The impact of Hall physics on magnetized high energy density plasma jets

Magnetized high energy density (HED) plasma jets produced by radial foil explosions on pulsed power machines have improved our understanding of the fundamental mechanisms driving flowing matter under extreme conditions. Experiments and simulations indicate that magnetic fields are crucial in the formation and stability of strongly collimated plasma jets, a property also shared by astrophysical jets originating from black holes and protostars. It is understood that these magnetic fields also generate electric fields, often associated with the dynamo effect. In fact, when the Lundquist number is large enough, the dynamo effect is frequently seen as the dominant electric field driver of flowing plasmas.
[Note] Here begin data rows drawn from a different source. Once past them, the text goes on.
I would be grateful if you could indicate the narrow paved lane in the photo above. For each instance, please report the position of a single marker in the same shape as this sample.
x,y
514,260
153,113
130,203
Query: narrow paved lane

This is true inside the collimated jet where the density (\textgreater\ 10$^{19}$ cm$^{-3})$, velocity (\textless\ 200 km/s) and temperature (\textgreater\ 50 eV) are high enough to preclude the dominance of any other type of electric fields. However, the ion flow speed is much lower than the speed of light. As a result, dynamo electric fields do not impact noticeably fluid motion since electric stresses are negligible compared to magnetic stresses. On the other hand, Hall physics dominates the low density plasma surrounding the jet (\textless\ 10$^{18}$ cm$^{-3})$. In this region, electron speeds can be orders of magnitude higher than the bulk flow velocity as ion and electron fluids are decoupled. As a result, electric stresses can rival with magnetic stresses and Hall physics does impact the overall plasma dynamics. This talk will discuss how HED plasmas are subjected to Hall physics and how it impacts the particle confinement as well as the MHD stability of plasma jets. After focusing on experimental results and numerical simulations from the PERSEUS code, the talk will extend its conclusions to inertial fusion regimes where Hall physics could also alter plasma confinement and stability.